Insulin resistance is one of the common signs of end-stage renal failure. The onset of hemodialysis is accompanied by an increase in the sensitivity of peripheral tissues to insulin, but it does not eliminate insulin resistance. Clamp test in dialysis patients is difficult to apply. There is currently no consensus on how to replace it. It has been suggested that it is advisable to use a combination of HOMA-IR-1, HOMA2% B, Quantitative insulin sensitivity check index (QUICKI).
Insulin resistance is identified as an impaired biologic response to insulin stimulation of target tissues (liver, muscle, and adipose tissue), resulting in a compensatory increase in beta-cell insulin production and hyperinsulinemia . Over the past 20 years, the number of publications dealing with insulin resistance itself has sharply decreased. The emphasis shifted to metabolic syndrome. However, at present, there is no single understanding of metabolic syndrome. Some authors consider insulin resistance to be the trigger, while others consider central obesity. The gold standard for diagnosing insulin resistance is the euglycemic clamp test . However, the technical features of its implementation do not allow its widespread use in hemodialysis patients.

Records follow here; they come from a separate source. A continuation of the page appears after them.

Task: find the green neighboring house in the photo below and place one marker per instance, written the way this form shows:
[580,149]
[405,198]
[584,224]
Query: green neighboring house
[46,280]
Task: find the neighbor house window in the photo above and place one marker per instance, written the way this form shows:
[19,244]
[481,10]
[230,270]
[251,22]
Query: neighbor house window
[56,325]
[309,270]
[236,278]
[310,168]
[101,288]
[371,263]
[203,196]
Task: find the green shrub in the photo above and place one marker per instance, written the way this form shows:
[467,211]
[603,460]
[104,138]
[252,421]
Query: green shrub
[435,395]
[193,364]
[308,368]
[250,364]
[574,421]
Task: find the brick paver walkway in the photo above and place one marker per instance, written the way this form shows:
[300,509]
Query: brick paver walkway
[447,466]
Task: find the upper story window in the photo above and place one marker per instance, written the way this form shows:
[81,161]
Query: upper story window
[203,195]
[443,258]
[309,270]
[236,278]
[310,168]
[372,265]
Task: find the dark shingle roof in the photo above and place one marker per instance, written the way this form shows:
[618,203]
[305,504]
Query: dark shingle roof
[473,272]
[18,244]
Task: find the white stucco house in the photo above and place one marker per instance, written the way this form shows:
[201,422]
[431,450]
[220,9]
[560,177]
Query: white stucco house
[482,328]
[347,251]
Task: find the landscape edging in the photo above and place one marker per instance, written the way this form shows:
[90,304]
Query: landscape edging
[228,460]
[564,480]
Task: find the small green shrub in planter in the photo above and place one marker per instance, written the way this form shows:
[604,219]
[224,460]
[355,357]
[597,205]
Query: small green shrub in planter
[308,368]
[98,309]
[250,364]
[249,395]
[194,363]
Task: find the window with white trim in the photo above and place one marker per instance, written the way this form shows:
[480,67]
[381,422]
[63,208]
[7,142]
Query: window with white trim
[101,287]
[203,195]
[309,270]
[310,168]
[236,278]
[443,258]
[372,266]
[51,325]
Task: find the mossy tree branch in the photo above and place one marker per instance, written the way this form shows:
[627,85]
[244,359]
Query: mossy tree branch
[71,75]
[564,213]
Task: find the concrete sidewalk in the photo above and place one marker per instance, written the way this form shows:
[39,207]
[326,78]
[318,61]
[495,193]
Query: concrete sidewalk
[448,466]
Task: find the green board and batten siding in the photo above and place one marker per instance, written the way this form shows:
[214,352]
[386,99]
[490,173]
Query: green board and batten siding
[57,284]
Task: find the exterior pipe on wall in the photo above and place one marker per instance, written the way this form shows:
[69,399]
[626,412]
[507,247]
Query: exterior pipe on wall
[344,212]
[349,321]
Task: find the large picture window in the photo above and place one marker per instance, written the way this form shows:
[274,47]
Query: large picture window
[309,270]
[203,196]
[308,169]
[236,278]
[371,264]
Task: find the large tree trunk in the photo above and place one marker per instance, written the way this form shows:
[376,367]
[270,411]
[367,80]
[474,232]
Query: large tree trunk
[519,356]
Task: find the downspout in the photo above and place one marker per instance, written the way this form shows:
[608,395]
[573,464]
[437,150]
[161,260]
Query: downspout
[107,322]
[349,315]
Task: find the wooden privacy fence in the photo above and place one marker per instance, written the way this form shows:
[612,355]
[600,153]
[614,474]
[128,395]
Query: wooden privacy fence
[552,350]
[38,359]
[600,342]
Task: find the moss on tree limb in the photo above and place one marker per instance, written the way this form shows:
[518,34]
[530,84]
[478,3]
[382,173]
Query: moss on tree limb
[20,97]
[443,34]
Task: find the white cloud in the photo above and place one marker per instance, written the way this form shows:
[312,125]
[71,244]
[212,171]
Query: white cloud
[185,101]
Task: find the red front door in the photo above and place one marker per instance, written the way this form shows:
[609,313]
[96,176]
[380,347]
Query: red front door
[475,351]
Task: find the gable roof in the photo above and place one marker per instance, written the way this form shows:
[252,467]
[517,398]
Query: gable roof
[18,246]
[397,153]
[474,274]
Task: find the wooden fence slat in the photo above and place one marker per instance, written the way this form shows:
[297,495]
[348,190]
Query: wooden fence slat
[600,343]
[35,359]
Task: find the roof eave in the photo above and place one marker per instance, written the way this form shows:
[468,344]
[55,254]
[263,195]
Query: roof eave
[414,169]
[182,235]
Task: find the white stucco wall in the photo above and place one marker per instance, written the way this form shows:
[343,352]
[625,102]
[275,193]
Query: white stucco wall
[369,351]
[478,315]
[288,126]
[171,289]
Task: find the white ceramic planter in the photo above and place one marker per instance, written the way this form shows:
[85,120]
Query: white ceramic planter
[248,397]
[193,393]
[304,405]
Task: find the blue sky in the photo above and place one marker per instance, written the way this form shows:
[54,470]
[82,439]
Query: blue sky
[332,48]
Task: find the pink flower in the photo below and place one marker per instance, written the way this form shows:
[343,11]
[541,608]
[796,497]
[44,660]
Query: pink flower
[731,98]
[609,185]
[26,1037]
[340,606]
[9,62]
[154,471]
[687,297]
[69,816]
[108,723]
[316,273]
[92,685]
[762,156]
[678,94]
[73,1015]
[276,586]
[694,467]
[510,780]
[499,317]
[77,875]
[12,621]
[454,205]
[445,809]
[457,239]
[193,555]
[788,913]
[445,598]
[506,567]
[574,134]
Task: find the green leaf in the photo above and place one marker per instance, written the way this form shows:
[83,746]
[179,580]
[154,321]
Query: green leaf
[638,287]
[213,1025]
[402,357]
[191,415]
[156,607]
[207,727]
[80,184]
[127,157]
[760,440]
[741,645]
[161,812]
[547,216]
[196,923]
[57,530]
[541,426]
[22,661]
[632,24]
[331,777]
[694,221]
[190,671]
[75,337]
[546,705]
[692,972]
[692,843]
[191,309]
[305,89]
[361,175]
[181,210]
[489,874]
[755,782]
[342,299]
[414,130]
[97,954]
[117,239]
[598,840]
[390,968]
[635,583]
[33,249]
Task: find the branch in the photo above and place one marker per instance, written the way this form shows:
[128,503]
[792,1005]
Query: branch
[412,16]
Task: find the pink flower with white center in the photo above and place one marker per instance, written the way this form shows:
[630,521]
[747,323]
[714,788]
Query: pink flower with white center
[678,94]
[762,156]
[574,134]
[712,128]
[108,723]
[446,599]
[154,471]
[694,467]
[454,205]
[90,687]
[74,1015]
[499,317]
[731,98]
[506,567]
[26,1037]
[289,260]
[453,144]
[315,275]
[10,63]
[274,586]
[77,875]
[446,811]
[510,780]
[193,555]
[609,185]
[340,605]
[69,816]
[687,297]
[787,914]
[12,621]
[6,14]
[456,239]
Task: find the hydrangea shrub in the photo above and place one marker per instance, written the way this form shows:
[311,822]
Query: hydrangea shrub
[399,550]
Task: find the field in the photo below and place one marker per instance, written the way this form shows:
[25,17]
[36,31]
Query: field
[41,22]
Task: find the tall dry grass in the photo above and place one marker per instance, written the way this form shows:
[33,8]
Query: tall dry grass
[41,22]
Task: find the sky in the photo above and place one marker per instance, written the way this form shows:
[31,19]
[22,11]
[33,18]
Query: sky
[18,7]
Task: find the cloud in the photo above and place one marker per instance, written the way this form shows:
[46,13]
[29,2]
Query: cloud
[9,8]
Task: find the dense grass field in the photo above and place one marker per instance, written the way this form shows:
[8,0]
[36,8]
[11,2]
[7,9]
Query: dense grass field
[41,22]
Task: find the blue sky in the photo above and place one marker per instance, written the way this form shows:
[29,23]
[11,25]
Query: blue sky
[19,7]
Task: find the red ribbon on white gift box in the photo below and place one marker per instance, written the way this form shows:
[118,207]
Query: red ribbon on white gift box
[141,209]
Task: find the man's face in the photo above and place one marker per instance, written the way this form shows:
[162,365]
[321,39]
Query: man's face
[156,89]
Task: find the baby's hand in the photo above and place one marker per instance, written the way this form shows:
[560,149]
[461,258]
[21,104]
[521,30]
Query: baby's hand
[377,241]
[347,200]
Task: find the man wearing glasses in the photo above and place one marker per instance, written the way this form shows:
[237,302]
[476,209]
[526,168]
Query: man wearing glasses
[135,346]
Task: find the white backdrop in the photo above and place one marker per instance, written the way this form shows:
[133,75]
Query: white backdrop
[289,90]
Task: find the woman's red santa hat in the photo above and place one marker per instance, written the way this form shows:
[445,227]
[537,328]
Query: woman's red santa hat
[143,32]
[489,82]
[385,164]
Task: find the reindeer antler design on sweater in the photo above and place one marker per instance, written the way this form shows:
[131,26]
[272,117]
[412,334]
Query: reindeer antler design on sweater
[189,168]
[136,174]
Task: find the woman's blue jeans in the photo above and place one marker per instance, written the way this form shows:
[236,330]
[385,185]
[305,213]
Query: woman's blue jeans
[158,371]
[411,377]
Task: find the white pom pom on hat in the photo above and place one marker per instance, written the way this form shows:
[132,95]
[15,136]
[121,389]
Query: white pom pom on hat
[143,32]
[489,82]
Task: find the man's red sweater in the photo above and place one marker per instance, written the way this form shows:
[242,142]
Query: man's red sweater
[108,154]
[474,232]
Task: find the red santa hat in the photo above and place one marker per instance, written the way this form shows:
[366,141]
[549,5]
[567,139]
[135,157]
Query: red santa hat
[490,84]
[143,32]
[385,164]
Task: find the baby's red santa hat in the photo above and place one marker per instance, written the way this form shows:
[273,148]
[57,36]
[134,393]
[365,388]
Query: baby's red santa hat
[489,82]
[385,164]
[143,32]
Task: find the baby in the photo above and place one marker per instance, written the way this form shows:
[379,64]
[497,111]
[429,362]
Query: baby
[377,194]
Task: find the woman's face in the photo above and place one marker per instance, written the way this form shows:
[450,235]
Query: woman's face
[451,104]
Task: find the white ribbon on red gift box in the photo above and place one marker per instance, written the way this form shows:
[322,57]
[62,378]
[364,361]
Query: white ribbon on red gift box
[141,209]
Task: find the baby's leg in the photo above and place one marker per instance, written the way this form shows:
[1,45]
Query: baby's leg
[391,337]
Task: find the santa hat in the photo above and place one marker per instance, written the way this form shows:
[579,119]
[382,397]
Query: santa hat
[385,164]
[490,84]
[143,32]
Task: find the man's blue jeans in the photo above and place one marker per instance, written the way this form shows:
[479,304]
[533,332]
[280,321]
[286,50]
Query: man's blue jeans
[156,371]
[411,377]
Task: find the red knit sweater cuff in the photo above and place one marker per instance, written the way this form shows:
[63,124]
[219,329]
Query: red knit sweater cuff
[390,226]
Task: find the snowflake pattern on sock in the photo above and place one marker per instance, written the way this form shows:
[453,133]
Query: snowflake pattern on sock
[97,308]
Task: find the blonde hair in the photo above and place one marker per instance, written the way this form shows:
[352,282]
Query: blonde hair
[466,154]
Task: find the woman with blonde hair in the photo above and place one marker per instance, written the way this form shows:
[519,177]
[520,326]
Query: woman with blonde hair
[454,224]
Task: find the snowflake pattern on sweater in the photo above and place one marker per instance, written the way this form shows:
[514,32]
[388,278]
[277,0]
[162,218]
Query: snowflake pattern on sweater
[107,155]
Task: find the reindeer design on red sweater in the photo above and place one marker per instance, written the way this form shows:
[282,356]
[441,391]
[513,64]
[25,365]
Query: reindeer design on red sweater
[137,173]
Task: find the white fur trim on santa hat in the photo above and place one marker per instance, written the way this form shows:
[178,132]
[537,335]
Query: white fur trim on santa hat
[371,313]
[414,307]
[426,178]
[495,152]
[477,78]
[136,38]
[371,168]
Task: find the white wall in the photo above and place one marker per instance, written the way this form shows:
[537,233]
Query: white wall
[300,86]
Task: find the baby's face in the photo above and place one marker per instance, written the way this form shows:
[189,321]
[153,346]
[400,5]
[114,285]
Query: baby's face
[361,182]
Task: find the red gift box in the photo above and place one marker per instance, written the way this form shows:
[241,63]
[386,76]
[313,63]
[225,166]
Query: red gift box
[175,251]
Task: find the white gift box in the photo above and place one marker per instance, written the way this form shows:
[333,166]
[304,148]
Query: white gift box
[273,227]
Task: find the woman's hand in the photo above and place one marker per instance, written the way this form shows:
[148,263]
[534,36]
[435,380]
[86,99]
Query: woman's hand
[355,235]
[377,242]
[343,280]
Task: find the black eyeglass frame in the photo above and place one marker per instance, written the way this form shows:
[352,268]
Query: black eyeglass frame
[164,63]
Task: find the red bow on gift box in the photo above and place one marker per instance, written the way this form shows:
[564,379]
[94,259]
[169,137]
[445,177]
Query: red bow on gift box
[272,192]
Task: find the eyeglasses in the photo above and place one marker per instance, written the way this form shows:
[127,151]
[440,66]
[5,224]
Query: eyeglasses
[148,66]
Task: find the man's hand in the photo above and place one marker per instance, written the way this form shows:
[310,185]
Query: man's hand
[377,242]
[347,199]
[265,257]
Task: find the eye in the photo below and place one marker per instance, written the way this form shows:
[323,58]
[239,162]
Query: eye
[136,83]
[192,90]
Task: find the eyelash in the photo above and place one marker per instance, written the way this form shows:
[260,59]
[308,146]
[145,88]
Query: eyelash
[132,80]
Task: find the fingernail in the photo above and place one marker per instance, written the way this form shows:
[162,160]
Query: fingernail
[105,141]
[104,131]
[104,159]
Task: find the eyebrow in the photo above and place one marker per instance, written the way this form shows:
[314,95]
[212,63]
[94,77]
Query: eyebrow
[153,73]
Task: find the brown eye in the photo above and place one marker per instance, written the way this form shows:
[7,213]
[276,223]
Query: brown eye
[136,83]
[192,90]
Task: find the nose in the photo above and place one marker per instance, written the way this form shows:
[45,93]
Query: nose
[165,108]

However, the technical features of its implementation do not allow its widespread use in hemodialysis patients. It is proposed to use various indices as surrogate methods for studying insulin resistance: the Caro index , Fasting insulin resistance index , Fasting glucose-insulin ratio , Homeostasis Model Assessment of Insulin Resistance (HOMA-IR-1 and 2) [6,7], Quantitative insulin sensitivity check index (QUICKI) .
We conducted a comparative analysis of the use of these methods on a small group of 140 stable dialysis patients without diabetes and a fasting glucose level of not higher than 6 mmol / L. We concluded that for the diagnosis of insulin resistance, it is not enough to use any one formula. In our opinion, the optimal combination is the determination of the HOMA-IR-1 index, pancreatic β-beta cell activity index (HOMA2% B), and peripheral tissue insulin sensitivity index (QUICKI). The HOMA-IR-1 index was higher than 2.7 in 74 patients, the QUICKI index was less than
0.339 in 89 patients, the HOMA2% B index was more than 100% in 91 patients. Thus, in most clinically stable hemodialysis patients there is an increase in the activity of pancreatic β-beta cells and a decrease in the sensitivity of peripheral tissues to insulin. The HOMA-IR-1 index has been shown to be less sensitive. We believe that insulin resistance in dialysis patients develops in several stages: a decrease in the sensitivity of peripheral tissues to insulin - an increase in the activity of pancreatic β-cells in the pancreas - the development of true insulin resistance. The question of whether insulin resistance can be transformed into type 2 diabetes remains open. We believe that the cohort of patients on the kidney transplant waiting list is the most vulnerable in this regard. They are likely the risk group for the formation of steroid diabetes. However, this assumption needs to be clarified in the course of further research.